Summary
- What is the site purpose
- How to build trust
- Using media to deliver your message
- Importance of ongoing content creation
- Psychology of colours
- Different landing pages
1. Decide on Site Purpose
Key to any website design is in what purpose it serves: lead generation, acting as a brochure, means to ongoing communication with the existing client base or a combination of these. Before starting to design your website, check few sites in each of these categories and see what works for you and for the clients. Look at the main financial brands, large and small banks, leading brokers and your colleagues. It is likely that they already spent a lot of money in website design and research, so you don’t really have to start from the scratch.
2. Build Trust
It is likely that your site will be visited by your potential client just to check who you are and in the process of building their trust in you. We often see sites with a lot of irrelevant ‘blob’ but nothing about the broker and why would they be trusted. Start with your and your team photos, qualifications, accreditations, privacy policy, details of your physical location (not a PO Box) and social media links. Add some testimonials and explain how you do business and why would they chose your business.
If you are specialising in delivering services to certain professions or industries – convince them that you know enough about their industry. You might want to show your mobile number somewhere on your site, however a 1300 number should be clearly visible on your front page and elsewhere. 1300 number will cost you $5-$10 per month (check out telecube.com.au) and will make your business look a bit more respectful.
3. Use Media
Most people will spend very short time on your site – so you will need to get their attention quickly or convey your message in the simplest possible way. For example, use of infographic is one visual way to tell your story in three seconds. You can add a short video (1-2 minutes) explaining your model and benefits of using your business. If you don’t use a graphic designer, canva.com is a good site to help you design your infographic.

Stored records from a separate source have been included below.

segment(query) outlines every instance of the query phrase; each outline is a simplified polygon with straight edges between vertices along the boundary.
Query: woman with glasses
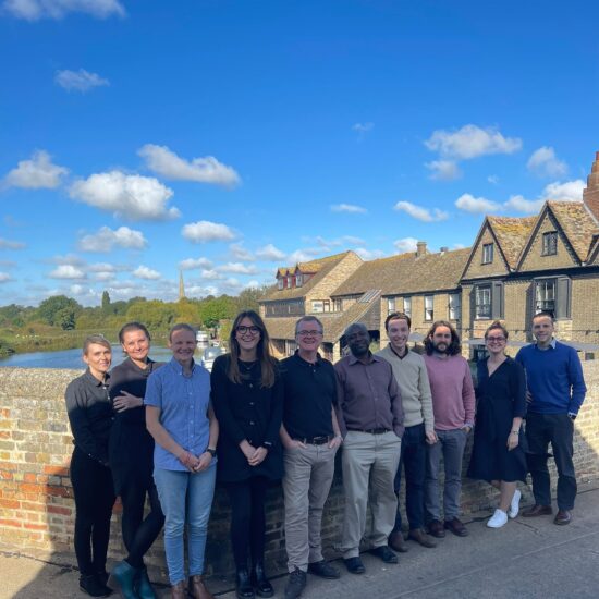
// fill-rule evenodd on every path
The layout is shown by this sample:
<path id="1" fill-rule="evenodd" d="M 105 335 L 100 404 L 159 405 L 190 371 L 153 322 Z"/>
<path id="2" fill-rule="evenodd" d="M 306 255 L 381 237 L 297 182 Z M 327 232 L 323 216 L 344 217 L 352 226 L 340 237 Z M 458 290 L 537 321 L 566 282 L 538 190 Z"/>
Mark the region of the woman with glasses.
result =
<path id="1" fill-rule="evenodd" d="M 522 493 L 516 485 L 526 482 L 521 444 L 526 382 L 522 366 L 505 355 L 506 341 L 508 330 L 496 320 L 485 332 L 489 357 L 477 364 L 478 403 L 468 477 L 486 480 L 500 491 L 499 508 L 487 522 L 490 528 L 501 528 L 508 517 L 517 516 Z"/>
<path id="2" fill-rule="evenodd" d="M 125 599 L 156 599 L 144 565 L 144 555 L 164 524 L 154 484 L 154 439 L 146 429 L 144 395 L 148 377 L 162 363 L 149 358 L 150 334 L 140 322 L 119 331 L 126 359 L 112 369 L 110 398 L 114 425 L 110 432 L 110 467 L 114 491 L 123 504 L 122 531 L 127 557 L 111 572 L 109 584 Z M 146 496 L 150 510 L 144 518 Z"/>
<path id="3" fill-rule="evenodd" d="M 252 599 L 255 592 L 272 597 L 264 567 L 265 498 L 268 484 L 283 475 L 283 387 L 265 323 L 255 311 L 237 315 L 229 347 L 229 354 L 215 360 L 211 389 L 220 425 L 218 479 L 231 501 L 236 592 L 240 599 Z"/>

If you need to use images, go to one of stock photo sites and purchase what only you need. However, adding too many stock photos will make your site look generic and unoriginal. Important information needs to be at the top of your page – most users will rarely scroll down the page. Make sure you have a call to action handy, as your potential client might leave before they can shoot you a quick query or call your 1300 number.
4. Build Quality Content
The days of ‘cheap’ SEO are long gone. These days website owners are probably better off paying for the front-page placement on Google or advertising through other key websites. Simply speaking, Google frequently adjusts its algorithms to prevent any non-organic (ie fake) appearance on their search engine. They however still rank good content and naturally attractive sites. While that doesn’t mean you will appear higher in common search terms than the ‘specialist’ traffic generation sites, it still makes sense to keep your site relevant in time, inform your clients and assure your potential clients that you ‘know your stuff’. And you might get Google ranking for a certain long string search term anyway. Rate updates, regular and original blog posts, short videos or podcasts are just some ways to increase your content. Check out Tim Reid’s Small Business Big Marketing podcasts (smallbusinessbigmarketing.com) – there are a lot handy podcasts featuring small business owners sharing their experiences. To easily post content and site updates choose a website platform that is easy to manage. Most businesses will be best suited with a custom or ‘off the shelf’ WordPress template. Most of these are now fully responsive, which makes it easy to read content on any device including a smart phone.
5. Understand Impact of Colours
Colours used in a website (and your branding) will play a crucial role in aligning your customers with your business. Colours play a big role in persuasion and significantly improve site conversion. Check out www.vandelaydesign.com/psychology-of-color article – it is excellent and it goes into a bit more science of the psychology of colours in website design.
6. Develop Landing Pages
If you are advertising, you will need dedicated landing pages, often designed for different groups of adwords or websites you are advertising on. Using your main age can work as well, however conversion rates might be lower. You can also purchase dedicated URLs for the keywords you are targeting in your advertising and use these only for the design of your adverts – where that address will divert to your main URL landing page. This will make your add more relevant and as a result you will reduce your advertising cost to some extent. For example, if you would like to advertise for term “Sydney Construction Finance” or similar, you could purchase sydneyconstruction.finance and divert that add to your landing page for the construction finance. Design of your landing pages depends on what you are trying to achieve, and typically the best thing you can get is potential client’s name, phone and email address.